Торопу тоже до ужаса хотелось туда: смолить крутые борта, уплотнять канатами щели, распирать клиньями волокнистую сосновую древесину, а затем обстругивать новые доски и пришивать их взамен рассохшихся. Еще больше хотелось когда-нибудь взойти на борт горделивой морской птицы, чтобы идти куда-нибудь походом, в ту же хазарскую землю. Но пока его не то что на ладью, к нормальной мужской работе не допускали. Много ли толку от ватажника, у которого ноги подгибаются, точно у новорожденного лосенка. Мерянин заскучал в опустевшей избе, в которой прежде толклось столько разного народу, почти перестал есть, в голову опять полезли совсем было похороненные под спудом новых впечатлений мысли о побеге. И пропасть бы ему за просто так, да дядька Нежиловец выручил. Нашел-таки старый дело и по силам, и по душе.
За свое недолгое пребывание в боярском доме Тороп успел привыкнуть, что в двери в любое время дня и ночи мог постучаться со своими хворями и немочами стар и млад, богат и нищ. Все смотрели с мольбой и надеждой, все спрашивали Мураву Вышатьевну. Отказа не получал никто. Боярышня, как прежде ее мать, собирала потертый берестяной короб и отправлялась и в ведро, и в ненастье, в любой, пусть даже самый дальний конец города перевязывать раны, вскрывать вереды, скреплять лубками поломанные кости, унимать лихорадку или грудную хворь. Облегчение страданий ближнего и дальнего она понимала как свой долг перед Богом, и потому несла свое служение с истовостью человека глубокой веры.
Хотя жизнь в Новгороде была в то время почти безопасной, Вышата Сытенич обычно не отпускал дочь из дома одну, отряжая ей в провожатые и помощники помимо верной безотказной Воавр кого-нибудь из парней. Нынче время шло страдное, каждый человек был на счету. Вот дядька Нежиловец и придумал посылать с молодой хозяйкой непригодного пока к иной работе драного холопа. Тороп, понятное дело, не возражал: многие парни хотели бы оказаться на его месте, да и надо же было как-то отплатить девице за ее доброту.

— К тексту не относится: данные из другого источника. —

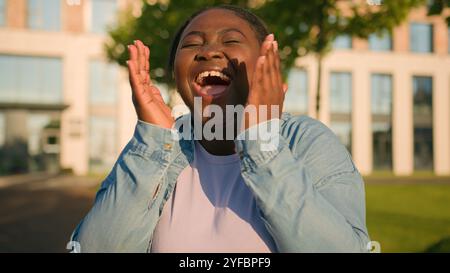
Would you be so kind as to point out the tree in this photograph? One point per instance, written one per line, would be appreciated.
(301, 27)
(437, 7)
(318, 23)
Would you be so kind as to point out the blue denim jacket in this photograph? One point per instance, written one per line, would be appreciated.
(309, 192)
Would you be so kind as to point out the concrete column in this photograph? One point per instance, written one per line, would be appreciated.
(402, 132)
(75, 119)
(361, 121)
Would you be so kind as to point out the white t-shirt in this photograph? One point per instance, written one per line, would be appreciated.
(211, 210)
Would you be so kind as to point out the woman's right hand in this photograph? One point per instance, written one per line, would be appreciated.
(148, 102)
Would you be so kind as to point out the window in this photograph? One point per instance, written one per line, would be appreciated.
(25, 79)
(380, 41)
(2, 130)
(343, 42)
(102, 143)
(44, 14)
(341, 106)
(296, 100)
(381, 105)
(423, 122)
(103, 82)
(2, 13)
(421, 37)
(102, 15)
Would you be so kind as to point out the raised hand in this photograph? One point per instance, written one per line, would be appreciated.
(267, 87)
(147, 99)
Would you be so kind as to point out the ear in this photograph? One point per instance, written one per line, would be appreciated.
(285, 87)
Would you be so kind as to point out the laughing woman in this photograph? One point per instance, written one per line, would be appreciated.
(215, 195)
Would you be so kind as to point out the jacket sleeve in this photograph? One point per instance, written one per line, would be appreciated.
(310, 194)
(119, 219)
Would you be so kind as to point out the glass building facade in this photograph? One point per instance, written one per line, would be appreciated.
(423, 122)
(381, 111)
(421, 37)
(44, 14)
(296, 100)
(102, 15)
(341, 107)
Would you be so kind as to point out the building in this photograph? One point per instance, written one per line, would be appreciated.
(56, 87)
(63, 106)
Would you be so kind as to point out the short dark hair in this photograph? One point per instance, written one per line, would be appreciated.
(254, 21)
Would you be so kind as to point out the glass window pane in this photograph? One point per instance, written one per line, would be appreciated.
(296, 100)
(103, 14)
(343, 42)
(44, 14)
(381, 105)
(421, 37)
(2, 130)
(341, 106)
(341, 92)
(102, 143)
(103, 82)
(380, 42)
(2, 13)
(423, 122)
(25, 79)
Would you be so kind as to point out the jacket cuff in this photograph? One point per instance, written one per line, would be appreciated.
(149, 137)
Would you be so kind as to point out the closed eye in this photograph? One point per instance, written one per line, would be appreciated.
(190, 45)
(231, 42)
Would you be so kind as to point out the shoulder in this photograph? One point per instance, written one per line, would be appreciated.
(316, 146)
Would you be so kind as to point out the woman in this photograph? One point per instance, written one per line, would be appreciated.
(168, 194)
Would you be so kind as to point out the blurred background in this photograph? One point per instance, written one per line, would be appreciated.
(376, 72)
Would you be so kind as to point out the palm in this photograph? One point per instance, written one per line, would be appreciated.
(148, 102)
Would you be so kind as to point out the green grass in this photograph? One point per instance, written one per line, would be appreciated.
(408, 218)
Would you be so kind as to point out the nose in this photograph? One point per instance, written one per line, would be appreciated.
(208, 53)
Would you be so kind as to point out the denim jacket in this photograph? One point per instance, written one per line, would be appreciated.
(309, 192)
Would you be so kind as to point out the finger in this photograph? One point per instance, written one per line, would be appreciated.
(279, 80)
(134, 79)
(267, 77)
(285, 87)
(147, 58)
(272, 72)
(265, 44)
(141, 55)
(258, 74)
(132, 49)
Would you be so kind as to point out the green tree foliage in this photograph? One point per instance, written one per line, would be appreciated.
(437, 7)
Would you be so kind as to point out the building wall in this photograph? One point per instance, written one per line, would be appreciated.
(402, 64)
(77, 46)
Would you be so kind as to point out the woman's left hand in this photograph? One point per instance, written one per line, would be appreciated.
(267, 88)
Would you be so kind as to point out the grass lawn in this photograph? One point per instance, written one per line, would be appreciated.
(408, 218)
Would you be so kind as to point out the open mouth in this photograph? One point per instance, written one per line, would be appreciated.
(212, 83)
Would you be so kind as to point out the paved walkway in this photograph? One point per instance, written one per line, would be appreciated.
(40, 215)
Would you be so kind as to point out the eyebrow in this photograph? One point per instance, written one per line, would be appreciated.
(202, 34)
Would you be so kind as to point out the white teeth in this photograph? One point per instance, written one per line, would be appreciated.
(205, 74)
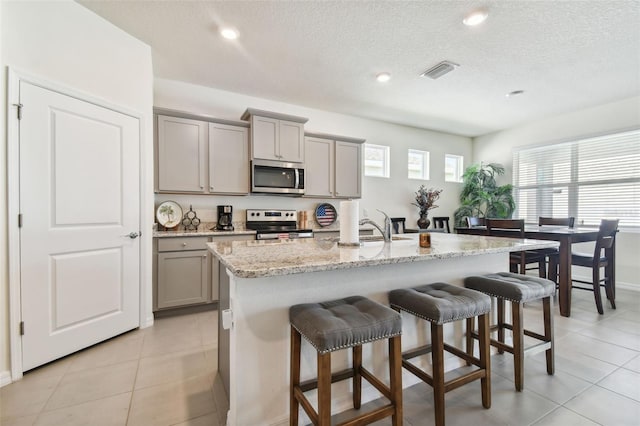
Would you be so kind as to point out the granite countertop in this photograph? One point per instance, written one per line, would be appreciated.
(205, 230)
(256, 259)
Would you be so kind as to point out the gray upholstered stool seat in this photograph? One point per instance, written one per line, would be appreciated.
(340, 324)
(440, 303)
(517, 289)
(512, 287)
(344, 323)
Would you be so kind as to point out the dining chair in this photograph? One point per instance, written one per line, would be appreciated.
(396, 222)
(606, 240)
(517, 260)
(441, 222)
(475, 221)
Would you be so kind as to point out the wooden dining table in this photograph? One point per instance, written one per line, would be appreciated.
(566, 237)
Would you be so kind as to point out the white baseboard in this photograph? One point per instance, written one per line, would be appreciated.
(5, 378)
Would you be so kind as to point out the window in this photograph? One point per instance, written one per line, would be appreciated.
(418, 164)
(376, 160)
(589, 179)
(453, 166)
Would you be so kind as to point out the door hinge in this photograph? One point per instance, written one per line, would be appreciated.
(19, 106)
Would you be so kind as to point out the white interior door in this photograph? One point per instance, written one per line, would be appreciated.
(79, 200)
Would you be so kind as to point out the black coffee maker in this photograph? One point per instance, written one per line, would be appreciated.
(225, 218)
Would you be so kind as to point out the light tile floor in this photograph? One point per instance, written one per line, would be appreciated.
(163, 376)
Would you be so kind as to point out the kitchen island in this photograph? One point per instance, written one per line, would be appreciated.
(260, 280)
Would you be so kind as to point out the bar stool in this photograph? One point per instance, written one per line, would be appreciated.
(440, 303)
(518, 289)
(341, 324)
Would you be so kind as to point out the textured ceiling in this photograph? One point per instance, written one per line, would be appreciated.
(565, 55)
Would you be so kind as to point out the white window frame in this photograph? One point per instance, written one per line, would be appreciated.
(459, 159)
(550, 179)
(424, 164)
(377, 170)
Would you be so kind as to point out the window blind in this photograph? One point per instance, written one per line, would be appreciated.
(590, 179)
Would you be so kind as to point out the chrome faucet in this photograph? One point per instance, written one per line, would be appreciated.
(386, 232)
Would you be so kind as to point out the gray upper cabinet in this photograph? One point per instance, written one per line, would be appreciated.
(348, 170)
(228, 159)
(319, 169)
(333, 166)
(201, 156)
(275, 136)
(181, 154)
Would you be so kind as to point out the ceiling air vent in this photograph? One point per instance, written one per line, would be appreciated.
(439, 70)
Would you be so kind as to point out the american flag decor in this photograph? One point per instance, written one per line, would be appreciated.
(326, 214)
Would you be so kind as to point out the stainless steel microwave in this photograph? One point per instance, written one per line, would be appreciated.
(277, 177)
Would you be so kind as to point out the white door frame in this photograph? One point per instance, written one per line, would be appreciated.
(13, 207)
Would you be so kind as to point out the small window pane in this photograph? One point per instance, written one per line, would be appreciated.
(418, 164)
(453, 168)
(376, 160)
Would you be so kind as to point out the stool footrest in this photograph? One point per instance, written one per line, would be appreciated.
(448, 385)
(382, 388)
(306, 405)
(463, 380)
(426, 349)
(335, 377)
(370, 417)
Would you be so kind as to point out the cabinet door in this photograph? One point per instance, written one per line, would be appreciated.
(181, 154)
(318, 167)
(228, 159)
(348, 167)
(291, 141)
(183, 278)
(264, 138)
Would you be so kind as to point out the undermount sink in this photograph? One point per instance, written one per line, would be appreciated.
(366, 238)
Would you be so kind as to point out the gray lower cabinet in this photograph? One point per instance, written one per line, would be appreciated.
(183, 272)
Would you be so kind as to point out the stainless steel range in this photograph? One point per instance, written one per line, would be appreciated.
(276, 224)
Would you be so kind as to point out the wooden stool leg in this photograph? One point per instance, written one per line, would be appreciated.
(324, 389)
(485, 359)
(547, 306)
(469, 336)
(357, 377)
(395, 374)
(542, 268)
(596, 290)
(518, 344)
(500, 323)
(294, 377)
(437, 359)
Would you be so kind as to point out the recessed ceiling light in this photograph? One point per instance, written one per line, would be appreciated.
(475, 18)
(515, 93)
(229, 33)
(383, 77)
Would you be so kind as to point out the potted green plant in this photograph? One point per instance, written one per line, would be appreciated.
(481, 196)
(425, 199)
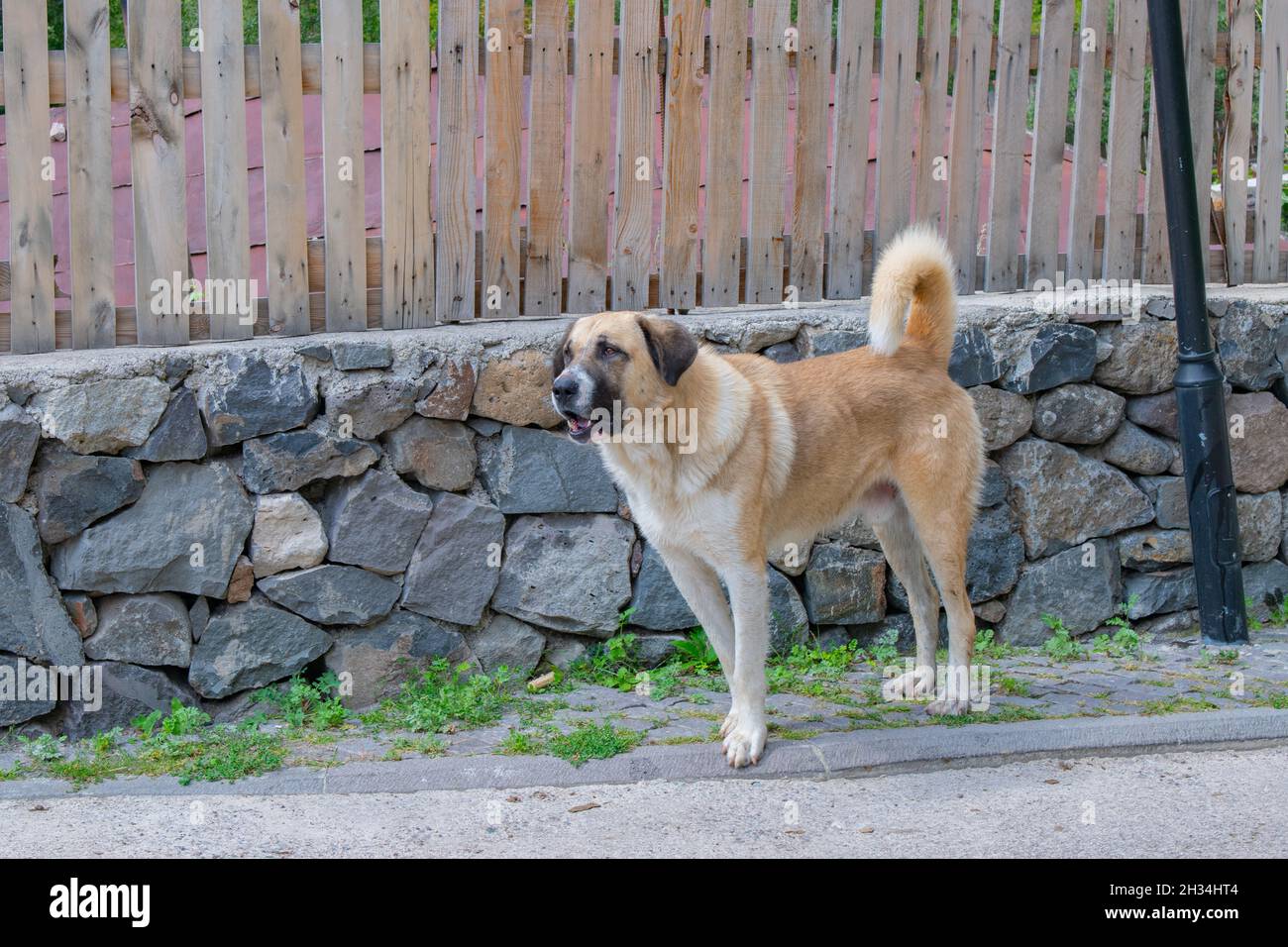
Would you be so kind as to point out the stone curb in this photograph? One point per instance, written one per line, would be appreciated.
(859, 753)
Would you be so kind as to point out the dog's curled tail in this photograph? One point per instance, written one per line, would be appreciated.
(913, 294)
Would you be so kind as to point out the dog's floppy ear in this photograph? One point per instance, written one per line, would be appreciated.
(557, 363)
(670, 346)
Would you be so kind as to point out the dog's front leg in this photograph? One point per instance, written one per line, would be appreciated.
(745, 728)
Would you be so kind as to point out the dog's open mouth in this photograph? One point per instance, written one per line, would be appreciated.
(579, 428)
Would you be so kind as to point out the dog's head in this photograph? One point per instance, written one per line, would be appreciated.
(616, 359)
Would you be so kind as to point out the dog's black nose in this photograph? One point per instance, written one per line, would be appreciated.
(565, 386)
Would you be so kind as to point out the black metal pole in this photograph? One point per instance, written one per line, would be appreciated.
(1199, 395)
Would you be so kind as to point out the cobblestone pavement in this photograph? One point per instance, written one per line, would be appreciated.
(814, 697)
(1167, 677)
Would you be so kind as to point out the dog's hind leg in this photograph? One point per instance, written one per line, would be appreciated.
(699, 585)
(943, 523)
(902, 549)
(745, 728)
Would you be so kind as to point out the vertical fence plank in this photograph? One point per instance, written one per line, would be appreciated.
(768, 154)
(896, 118)
(934, 112)
(1085, 191)
(158, 167)
(809, 204)
(592, 82)
(31, 197)
(1155, 261)
(1201, 80)
(1016, 25)
(970, 106)
(223, 116)
(1126, 103)
(407, 260)
(636, 98)
(1046, 172)
(502, 94)
(1236, 141)
(853, 94)
(721, 257)
(1270, 141)
(542, 285)
(343, 179)
(682, 167)
(89, 171)
(284, 208)
(458, 73)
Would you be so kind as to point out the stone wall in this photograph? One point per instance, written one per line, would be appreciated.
(207, 521)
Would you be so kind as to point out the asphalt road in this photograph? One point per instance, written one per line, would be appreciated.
(1184, 804)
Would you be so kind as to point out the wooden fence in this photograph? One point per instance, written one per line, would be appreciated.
(717, 155)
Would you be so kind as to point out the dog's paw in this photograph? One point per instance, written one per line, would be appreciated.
(947, 706)
(911, 685)
(730, 722)
(745, 742)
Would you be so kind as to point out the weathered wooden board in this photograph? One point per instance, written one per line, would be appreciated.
(931, 144)
(1236, 146)
(592, 84)
(966, 154)
(853, 95)
(502, 134)
(809, 185)
(636, 153)
(897, 110)
(682, 162)
(721, 256)
(404, 166)
(544, 275)
(1085, 191)
(1126, 105)
(89, 172)
(223, 125)
(159, 171)
(1270, 141)
(343, 175)
(284, 200)
(1016, 25)
(765, 217)
(1050, 116)
(458, 94)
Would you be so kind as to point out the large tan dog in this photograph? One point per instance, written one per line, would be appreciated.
(759, 455)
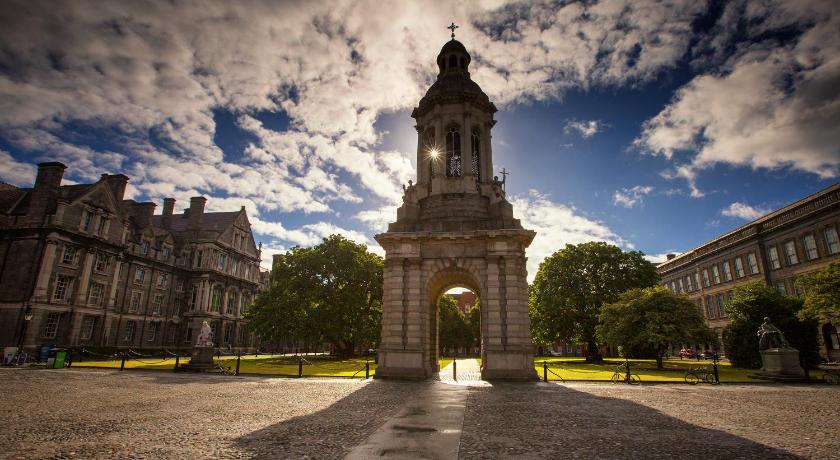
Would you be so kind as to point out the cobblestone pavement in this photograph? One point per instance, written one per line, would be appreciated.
(109, 414)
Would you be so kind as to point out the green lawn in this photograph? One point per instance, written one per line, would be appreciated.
(577, 369)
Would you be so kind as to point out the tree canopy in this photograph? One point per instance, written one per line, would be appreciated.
(644, 322)
(822, 294)
(330, 293)
(749, 305)
(574, 283)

Поначалу он просто ходил за хозяйкой следом, как приблудная собачонка, стараясь, чтобы ветер не сдул. Затем, когда чуть окреп, стал таскать за красавицей тяжелый короб, по вечерам освещать факелом дорогу. Когда требовалось, он помогал в лечьбе, понемногу запоминая как признаки тех или иных хворей, так и названия пригодных для их изгнания трав. Мерянин знал, что Вышата Сытенич не собирается брать с собой на Итиль ни его, холопину никчемного, ни разумницу дочь. Потому он надеялся за лето и долгую осень поднатореть во врачебном ремесле. Вот только человек предполагает, а боги чаще всего все совсем иначе располагают.